Gubernur Jateng dan Otorita IKN Jajaki Peluang Kerja Sama Pengembangan

Gubernur Jateng dan Otorita IKN Jajaki Peluang Kerja Sama Pengembangan
Gubernur Jawa Tengah Ahmad Luthfi berbincang dengan Kepala Otorita Ibu Kota Nusantara (IKN) Basuki Hadimuljono.

JAKARTA - Pemerintah Provinsi Jawa Tengah tengah menjajaki peluang kerja sama serta investasi bersama Otorita Ibu Kota Nusantara (IKN) melalui agenda kunjungan kerja yang dipimpin langsung oleh Gubernur Jateng beserta jajaran bupati ke kawasan tersebut.

Gubernur Jateng Ahmad Luthfi, saat memberikan keterangan di Semarang pada hari Jumat, memandang bahwa IKN menyimpan prospek besar untuk bermitra demi kemajuan bersama mengingat statusnya sebagai ibu kota negara kelak.

Rombongan Gubernur Ahmad Luthfi beserta jajarannya disambut secara langsung dengan penuh kehangatan oleh Kepala Otorita IKN Basuki Hadimuljono bersama para pejabat terkait.

Sejumlah pimpinan Organisasi Perangkat Daerah (OPD) serta Badan Usaha Milik Daerah (BUMD) Provinsi Jateng tampak membersamai lawatan tersebut, termasuk Bupati Tegal Ischak Maulana Rohman, Bupati Brebes Paramitha Widya Kusuma, hingga Wakil Bupati Purbalingga Dimas Prasetyahani.

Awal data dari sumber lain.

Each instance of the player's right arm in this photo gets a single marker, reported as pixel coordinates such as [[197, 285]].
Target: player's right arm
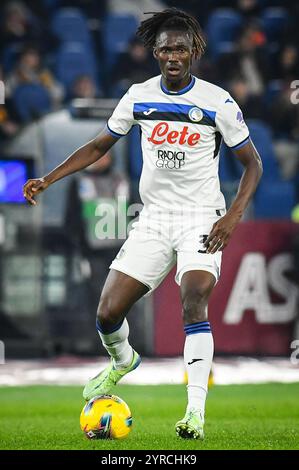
[[81, 158]]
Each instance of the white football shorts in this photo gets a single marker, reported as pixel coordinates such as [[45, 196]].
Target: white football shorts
[[159, 240]]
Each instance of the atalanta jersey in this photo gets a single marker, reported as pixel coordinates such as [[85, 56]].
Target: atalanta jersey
[[181, 133]]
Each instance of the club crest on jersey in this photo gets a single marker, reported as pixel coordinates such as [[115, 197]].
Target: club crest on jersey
[[195, 114]]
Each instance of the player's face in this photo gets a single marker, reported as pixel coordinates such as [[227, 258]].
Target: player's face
[[174, 53]]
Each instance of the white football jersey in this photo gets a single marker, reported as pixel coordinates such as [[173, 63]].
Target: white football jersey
[[181, 134]]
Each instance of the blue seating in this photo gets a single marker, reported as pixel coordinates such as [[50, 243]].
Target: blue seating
[[73, 60], [31, 101], [274, 199], [118, 29], [274, 22], [222, 29], [69, 24]]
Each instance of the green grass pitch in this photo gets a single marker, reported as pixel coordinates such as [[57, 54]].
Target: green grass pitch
[[237, 417]]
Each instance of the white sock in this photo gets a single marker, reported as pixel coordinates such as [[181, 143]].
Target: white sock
[[117, 345], [198, 356]]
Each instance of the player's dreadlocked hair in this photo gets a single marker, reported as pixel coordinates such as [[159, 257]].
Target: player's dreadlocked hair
[[171, 19]]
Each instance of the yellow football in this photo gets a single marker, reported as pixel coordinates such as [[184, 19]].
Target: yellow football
[[106, 417]]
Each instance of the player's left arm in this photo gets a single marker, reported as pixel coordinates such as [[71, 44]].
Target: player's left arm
[[224, 227]]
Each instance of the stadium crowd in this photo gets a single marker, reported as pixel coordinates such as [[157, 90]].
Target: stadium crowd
[[52, 51]]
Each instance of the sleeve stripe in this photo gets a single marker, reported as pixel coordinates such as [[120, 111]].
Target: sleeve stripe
[[241, 144], [114, 134]]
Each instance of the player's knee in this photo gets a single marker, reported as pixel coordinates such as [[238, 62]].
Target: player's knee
[[195, 304], [108, 313]]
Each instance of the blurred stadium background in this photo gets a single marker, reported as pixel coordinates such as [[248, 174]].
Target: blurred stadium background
[[64, 65]]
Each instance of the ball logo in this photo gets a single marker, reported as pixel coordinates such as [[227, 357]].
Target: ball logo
[[195, 114]]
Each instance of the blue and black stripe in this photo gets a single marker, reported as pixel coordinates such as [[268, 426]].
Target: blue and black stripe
[[200, 327]]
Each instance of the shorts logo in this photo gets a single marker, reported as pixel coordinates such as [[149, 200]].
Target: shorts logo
[[121, 253], [195, 114]]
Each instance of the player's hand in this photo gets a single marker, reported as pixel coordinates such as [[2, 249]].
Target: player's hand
[[221, 232], [33, 187]]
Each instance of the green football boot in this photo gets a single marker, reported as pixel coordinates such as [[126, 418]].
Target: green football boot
[[191, 426], [102, 383]]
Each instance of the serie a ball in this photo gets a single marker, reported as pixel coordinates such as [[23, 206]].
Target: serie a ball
[[106, 417]]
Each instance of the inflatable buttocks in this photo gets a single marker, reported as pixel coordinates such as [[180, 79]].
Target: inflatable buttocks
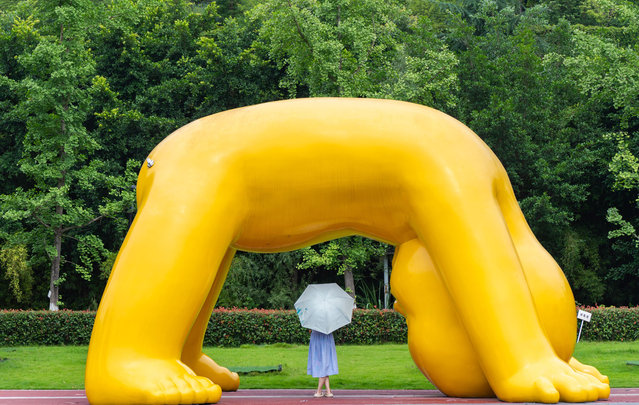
[[489, 312]]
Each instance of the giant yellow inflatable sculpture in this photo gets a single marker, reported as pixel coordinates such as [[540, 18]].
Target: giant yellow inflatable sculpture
[[489, 312]]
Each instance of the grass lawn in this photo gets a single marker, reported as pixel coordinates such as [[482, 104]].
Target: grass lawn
[[361, 367]]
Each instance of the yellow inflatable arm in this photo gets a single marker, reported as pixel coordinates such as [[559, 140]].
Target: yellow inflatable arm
[[489, 312]]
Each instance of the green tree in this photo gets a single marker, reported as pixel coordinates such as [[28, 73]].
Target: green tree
[[54, 101]]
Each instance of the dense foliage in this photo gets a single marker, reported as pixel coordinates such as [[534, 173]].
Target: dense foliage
[[87, 88], [235, 327]]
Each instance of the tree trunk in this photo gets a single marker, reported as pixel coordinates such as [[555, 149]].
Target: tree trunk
[[55, 266], [349, 283]]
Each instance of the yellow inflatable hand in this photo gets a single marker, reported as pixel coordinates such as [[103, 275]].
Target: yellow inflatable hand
[[489, 311]]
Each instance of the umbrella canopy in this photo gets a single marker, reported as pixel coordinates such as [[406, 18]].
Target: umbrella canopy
[[324, 307]]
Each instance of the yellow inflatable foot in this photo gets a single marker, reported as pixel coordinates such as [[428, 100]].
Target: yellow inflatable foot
[[149, 381]]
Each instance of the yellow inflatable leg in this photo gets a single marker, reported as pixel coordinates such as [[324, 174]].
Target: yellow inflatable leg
[[146, 315], [515, 354], [192, 354], [437, 340]]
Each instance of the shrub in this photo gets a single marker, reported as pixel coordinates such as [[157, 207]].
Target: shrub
[[235, 327], [611, 323], [23, 328]]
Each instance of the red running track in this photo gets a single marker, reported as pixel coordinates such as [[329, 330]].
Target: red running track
[[622, 396]]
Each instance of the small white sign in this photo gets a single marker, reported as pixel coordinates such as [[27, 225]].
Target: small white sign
[[583, 315]]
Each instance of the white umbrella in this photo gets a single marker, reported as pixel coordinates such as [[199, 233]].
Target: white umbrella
[[324, 307]]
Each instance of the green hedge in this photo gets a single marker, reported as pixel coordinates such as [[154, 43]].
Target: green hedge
[[234, 327], [611, 323]]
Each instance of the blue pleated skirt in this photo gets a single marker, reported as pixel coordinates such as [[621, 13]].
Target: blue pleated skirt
[[322, 358]]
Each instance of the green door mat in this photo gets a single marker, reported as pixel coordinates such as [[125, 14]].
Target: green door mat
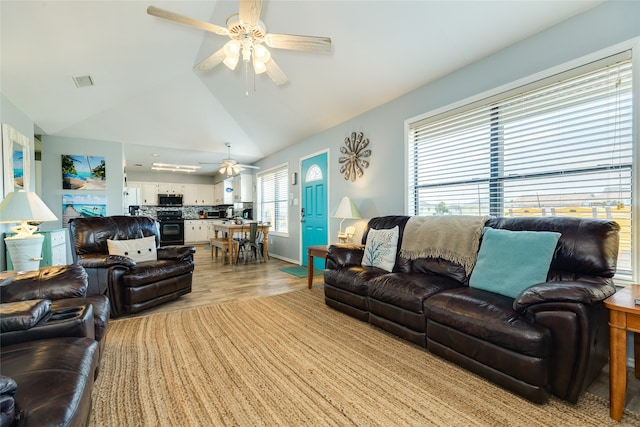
[[301, 271]]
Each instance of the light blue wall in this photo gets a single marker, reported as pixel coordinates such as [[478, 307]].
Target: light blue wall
[[11, 115], [381, 190], [53, 147]]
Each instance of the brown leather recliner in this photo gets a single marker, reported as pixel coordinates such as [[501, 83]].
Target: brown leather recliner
[[131, 286], [550, 339]]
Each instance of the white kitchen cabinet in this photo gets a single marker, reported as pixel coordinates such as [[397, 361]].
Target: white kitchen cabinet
[[227, 192], [205, 194], [243, 188], [134, 184], [198, 195], [131, 197], [170, 188], [196, 231], [218, 193], [190, 195], [149, 193]]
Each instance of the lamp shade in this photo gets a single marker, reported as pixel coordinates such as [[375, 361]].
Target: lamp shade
[[22, 206], [347, 209]]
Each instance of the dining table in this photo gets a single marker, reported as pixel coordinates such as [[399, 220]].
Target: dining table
[[228, 229]]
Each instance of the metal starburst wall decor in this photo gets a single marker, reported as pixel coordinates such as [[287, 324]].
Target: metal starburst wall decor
[[353, 164]]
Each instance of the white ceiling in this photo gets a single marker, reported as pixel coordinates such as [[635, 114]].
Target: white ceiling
[[147, 96]]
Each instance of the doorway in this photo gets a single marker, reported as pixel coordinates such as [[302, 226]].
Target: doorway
[[313, 212]]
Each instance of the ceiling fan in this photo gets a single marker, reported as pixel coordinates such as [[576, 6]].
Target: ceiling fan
[[230, 166], [248, 36]]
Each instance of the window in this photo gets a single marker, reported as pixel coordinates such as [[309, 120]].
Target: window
[[273, 203], [561, 146]]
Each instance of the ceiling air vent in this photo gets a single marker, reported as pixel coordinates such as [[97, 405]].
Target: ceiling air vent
[[83, 81]]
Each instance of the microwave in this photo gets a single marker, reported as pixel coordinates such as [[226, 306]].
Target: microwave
[[169, 199]]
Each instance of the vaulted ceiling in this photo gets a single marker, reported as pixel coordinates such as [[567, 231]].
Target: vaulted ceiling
[[147, 95]]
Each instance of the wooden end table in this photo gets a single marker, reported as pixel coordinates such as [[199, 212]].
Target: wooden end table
[[624, 315], [314, 251]]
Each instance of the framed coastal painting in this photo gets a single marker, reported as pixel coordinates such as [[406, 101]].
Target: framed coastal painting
[[80, 205], [83, 172], [15, 160]]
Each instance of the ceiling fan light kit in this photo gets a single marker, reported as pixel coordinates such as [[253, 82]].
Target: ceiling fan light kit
[[247, 33], [229, 166]]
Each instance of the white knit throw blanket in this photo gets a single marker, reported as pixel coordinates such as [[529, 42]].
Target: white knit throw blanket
[[455, 238]]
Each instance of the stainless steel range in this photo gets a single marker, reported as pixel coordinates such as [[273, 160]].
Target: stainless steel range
[[171, 227]]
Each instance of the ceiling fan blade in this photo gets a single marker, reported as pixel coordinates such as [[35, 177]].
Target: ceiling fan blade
[[211, 61], [250, 11], [171, 16], [293, 42], [275, 73]]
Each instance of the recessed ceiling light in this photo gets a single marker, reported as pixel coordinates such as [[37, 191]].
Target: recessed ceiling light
[[83, 81]]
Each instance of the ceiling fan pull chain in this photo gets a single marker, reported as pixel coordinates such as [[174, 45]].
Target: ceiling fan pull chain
[[246, 79]]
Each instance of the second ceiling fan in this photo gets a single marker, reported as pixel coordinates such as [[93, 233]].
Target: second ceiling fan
[[230, 166], [248, 36]]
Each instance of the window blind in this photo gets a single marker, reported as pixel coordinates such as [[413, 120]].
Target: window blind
[[562, 146], [273, 204]]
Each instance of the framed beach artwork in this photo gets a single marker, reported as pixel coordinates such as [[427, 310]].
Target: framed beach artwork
[[82, 206], [15, 160], [83, 172]]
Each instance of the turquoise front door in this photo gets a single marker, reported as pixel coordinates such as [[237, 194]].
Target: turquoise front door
[[313, 211]]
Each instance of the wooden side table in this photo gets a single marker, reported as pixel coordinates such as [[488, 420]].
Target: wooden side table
[[624, 315], [314, 251]]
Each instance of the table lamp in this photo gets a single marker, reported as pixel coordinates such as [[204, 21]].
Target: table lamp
[[346, 210], [25, 248]]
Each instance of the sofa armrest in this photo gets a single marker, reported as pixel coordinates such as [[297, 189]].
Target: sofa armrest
[[105, 261], [58, 282], [176, 252], [22, 315], [8, 388], [344, 256], [563, 291]]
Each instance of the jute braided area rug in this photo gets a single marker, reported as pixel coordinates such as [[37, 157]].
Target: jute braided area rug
[[289, 360]]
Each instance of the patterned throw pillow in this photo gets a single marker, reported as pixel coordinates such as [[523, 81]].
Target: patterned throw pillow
[[138, 250], [380, 250]]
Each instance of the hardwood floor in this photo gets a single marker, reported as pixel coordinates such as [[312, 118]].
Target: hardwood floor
[[215, 283]]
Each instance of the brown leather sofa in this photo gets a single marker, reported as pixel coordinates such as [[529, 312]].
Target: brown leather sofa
[[551, 339], [131, 286], [50, 346]]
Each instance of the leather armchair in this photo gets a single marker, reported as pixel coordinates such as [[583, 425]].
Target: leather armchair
[[131, 286], [61, 290]]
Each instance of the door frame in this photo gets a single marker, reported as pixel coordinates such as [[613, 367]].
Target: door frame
[[302, 256]]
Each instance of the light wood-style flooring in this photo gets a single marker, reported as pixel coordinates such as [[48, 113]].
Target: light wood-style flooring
[[215, 283]]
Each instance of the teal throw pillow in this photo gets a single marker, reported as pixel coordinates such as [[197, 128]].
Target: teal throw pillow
[[511, 261], [380, 249]]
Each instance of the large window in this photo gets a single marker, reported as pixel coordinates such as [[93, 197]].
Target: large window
[[562, 146], [273, 204]]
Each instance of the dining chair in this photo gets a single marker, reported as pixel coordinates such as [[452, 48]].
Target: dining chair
[[252, 244]]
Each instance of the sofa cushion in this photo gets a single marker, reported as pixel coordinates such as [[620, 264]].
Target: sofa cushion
[[54, 377], [354, 279], [488, 317], [511, 261], [139, 250], [101, 309], [53, 282], [408, 290], [381, 248], [154, 271]]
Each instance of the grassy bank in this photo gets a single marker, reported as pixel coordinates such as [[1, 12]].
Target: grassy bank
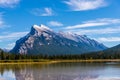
[[46, 61]]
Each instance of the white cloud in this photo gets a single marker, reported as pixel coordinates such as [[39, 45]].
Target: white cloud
[[54, 23], [82, 5], [42, 12], [109, 39], [11, 36], [94, 23], [10, 46], [9, 3], [96, 31], [2, 23]]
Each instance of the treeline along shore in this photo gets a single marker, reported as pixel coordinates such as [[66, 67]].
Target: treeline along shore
[[88, 57]]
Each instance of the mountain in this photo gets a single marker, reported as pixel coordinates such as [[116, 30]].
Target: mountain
[[43, 40]]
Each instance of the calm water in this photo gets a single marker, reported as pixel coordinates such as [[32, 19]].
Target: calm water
[[61, 71]]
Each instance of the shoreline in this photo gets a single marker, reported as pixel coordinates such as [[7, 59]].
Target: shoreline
[[54, 61]]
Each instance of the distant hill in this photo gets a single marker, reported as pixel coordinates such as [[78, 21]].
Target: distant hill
[[43, 40]]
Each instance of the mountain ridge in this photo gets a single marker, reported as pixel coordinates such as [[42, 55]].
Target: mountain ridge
[[43, 40]]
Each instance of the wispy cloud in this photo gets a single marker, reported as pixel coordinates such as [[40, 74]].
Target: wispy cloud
[[94, 23], [82, 5], [54, 23], [9, 3], [12, 36], [10, 45], [96, 31], [43, 12], [109, 39], [2, 22]]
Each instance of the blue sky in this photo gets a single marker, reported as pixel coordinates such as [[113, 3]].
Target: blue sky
[[98, 19]]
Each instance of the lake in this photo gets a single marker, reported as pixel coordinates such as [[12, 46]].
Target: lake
[[61, 71]]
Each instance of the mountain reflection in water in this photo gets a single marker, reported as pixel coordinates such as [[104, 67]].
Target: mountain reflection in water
[[61, 71]]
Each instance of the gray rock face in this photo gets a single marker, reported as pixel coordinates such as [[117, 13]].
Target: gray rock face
[[42, 40]]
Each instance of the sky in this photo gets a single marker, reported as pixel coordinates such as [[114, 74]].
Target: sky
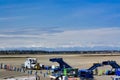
[[60, 24]]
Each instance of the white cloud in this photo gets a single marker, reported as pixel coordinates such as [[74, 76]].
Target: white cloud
[[69, 38]]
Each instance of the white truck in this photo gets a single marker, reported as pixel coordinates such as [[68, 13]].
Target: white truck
[[31, 63]]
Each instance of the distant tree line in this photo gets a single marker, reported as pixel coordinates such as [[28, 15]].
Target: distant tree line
[[8, 52]]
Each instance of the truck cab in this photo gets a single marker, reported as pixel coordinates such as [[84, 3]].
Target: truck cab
[[30, 63]]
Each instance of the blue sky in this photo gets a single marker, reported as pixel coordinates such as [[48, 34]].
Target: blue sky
[[60, 24]]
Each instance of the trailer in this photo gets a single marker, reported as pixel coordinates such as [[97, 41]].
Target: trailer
[[31, 63]]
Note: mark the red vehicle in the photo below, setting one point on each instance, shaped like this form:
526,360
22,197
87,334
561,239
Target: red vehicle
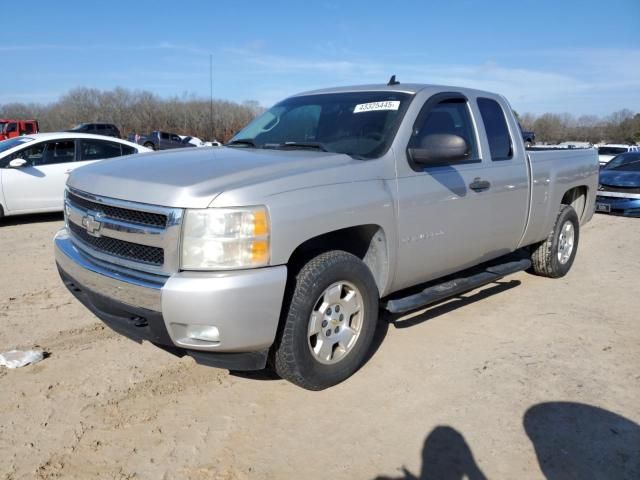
10,128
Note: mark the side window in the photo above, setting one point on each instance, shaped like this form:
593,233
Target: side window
495,124
33,155
98,150
62,151
127,150
447,117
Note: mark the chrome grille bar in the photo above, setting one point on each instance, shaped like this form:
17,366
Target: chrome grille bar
125,233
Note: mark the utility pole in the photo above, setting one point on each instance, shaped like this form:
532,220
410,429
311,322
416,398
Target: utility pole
211,96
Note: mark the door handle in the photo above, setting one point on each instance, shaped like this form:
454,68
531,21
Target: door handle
478,185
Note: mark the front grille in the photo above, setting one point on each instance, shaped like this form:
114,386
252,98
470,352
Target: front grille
118,213
120,248
610,188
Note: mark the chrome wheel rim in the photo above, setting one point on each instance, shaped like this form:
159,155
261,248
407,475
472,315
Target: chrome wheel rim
335,323
566,242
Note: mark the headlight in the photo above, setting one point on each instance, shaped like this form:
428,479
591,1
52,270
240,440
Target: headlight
225,238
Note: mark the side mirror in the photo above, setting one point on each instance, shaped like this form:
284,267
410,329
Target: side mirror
439,149
17,163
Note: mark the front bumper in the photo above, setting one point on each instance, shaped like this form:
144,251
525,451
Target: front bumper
241,307
618,205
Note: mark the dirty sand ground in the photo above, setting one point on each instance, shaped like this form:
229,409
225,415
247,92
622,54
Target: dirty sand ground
462,388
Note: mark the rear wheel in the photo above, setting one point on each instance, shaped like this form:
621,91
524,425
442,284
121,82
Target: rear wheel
329,323
554,257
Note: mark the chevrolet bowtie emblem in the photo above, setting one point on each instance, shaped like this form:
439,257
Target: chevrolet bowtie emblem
92,224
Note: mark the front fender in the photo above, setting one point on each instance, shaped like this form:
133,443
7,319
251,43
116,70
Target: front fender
300,215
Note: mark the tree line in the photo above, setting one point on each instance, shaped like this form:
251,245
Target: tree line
139,112
620,127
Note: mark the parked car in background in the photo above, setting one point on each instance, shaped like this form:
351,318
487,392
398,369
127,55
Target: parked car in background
574,144
158,140
10,128
529,138
200,143
619,188
608,151
192,140
285,243
106,129
34,168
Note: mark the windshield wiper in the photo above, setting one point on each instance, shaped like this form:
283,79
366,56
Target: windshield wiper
315,145
242,141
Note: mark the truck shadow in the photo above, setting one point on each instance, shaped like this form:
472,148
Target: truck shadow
448,305
445,456
571,441
574,440
33,218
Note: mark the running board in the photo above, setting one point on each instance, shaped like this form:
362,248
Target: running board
455,287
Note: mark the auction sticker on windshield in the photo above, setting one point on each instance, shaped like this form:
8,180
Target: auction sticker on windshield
373,106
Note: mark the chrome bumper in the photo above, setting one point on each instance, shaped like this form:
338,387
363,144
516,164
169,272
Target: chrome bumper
242,306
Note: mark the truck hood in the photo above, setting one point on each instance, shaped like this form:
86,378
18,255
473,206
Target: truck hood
620,178
194,177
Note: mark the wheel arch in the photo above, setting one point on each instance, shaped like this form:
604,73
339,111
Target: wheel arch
367,242
577,198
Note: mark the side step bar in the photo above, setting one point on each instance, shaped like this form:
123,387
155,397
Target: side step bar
455,287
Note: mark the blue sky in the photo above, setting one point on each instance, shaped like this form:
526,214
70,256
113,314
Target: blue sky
581,57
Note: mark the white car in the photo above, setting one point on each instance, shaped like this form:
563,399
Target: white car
608,151
34,168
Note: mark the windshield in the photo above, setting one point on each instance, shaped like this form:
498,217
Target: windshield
629,162
611,150
360,124
13,142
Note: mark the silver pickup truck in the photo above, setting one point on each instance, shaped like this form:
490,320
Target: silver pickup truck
284,245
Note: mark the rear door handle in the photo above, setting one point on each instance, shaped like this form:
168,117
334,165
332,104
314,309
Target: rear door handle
478,185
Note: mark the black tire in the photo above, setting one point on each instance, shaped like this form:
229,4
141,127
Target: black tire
292,357
545,259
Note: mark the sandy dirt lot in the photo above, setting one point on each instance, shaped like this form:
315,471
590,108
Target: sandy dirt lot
528,378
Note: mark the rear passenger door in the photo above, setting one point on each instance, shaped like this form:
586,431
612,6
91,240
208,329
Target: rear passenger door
506,169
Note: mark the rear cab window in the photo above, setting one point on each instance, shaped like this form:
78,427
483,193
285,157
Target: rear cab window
495,125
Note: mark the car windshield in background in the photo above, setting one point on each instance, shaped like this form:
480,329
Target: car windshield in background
629,162
13,142
360,124
611,150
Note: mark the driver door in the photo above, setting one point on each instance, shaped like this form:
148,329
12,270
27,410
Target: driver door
39,185
443,222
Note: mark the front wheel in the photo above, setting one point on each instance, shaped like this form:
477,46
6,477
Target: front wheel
553,257
329,323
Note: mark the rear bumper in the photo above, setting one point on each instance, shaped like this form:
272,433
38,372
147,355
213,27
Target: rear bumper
628,207
225,319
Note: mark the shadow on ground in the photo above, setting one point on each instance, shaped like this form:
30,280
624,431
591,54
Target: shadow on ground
35,218
571,441
445,456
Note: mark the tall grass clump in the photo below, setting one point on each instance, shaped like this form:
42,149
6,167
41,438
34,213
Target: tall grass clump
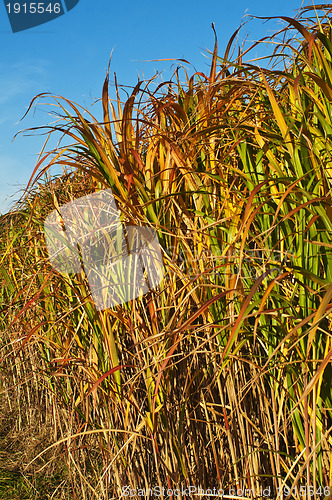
220,377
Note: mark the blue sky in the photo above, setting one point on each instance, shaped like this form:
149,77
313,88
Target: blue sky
69,56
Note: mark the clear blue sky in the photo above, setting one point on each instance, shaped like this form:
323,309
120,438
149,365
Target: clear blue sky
69,56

Menurutnya, salah satu sektor potensial yang sangat memungkinkan untuk digarap bersama adalah pasokan produk kerajinan furnitur asal Kabupaten Jepara guna memenuhi kebutuhan di IKN.

"Di Jepara itu adalah daerah yang sudah dikenal dengan produk furnitur. Saya coba melihat potensi apakah ada peluang kerja sama furnitur di IKN dari Jawa Tengah," katanya.

Di luar komoditas tersebut, Luthfi turut menelaah peluang sinergi melalui instansi kedinasan, sektor perbankan milik BUMD, hingga perguruan tinggi yang berkedudukan di wilayah Jawa Tengah.

Berbagai potensi itu disodorkan mengingat proses perencanaan pembangunan fisik di IKN masih membuka lebar ruang keterlibatan berbagai pihak.

"Intinya Provinsi Jawa Tengah ingin ikut hadir di IKN juga," kata mantan Kapolda Jateng itu.

Selama pertemuan berlangsung, pihak Otorita IKN menjabarkan progres pembangunan kawasan, meliputi kerangka pembiayaan yang menjadi fondasi dalam mengakselerasi pembangunan.

Saat ini, pembiayaan pembangunan IKN ditopang lewat tiga mekanisme utama, yakni APBN, Kerja Sama Pemerintah dengan Badan Usaha (KPBU), penanaman modal swasta, hingga sokongan hibah.

Sampai sekarang, akumulasi realisasi penanaman modal swasta yang masuk ke IKN telah menyentuh angka Rp74,54 triliun dari total 67 investor, sementara proyek berskema KPBU mencatatkan nilai Rp134,25 triliun.

Di sisi lain, Kepala Otorita IKN Basuki Hadimuljono mengutarakan bahwa pihaknya senantiasa membukakan pintu kerja sama bagi seluruh daerah di Indonesia, termasuk jajaran Pemprov Jawa Tengah.

Bagi dirinya, kolaborasi lintas daerah memegang peranan krusial guna memperkokoh ekosistem pembangunan IKN sebagai pusat pemerintahan yang terbuka dan berkesinambungan.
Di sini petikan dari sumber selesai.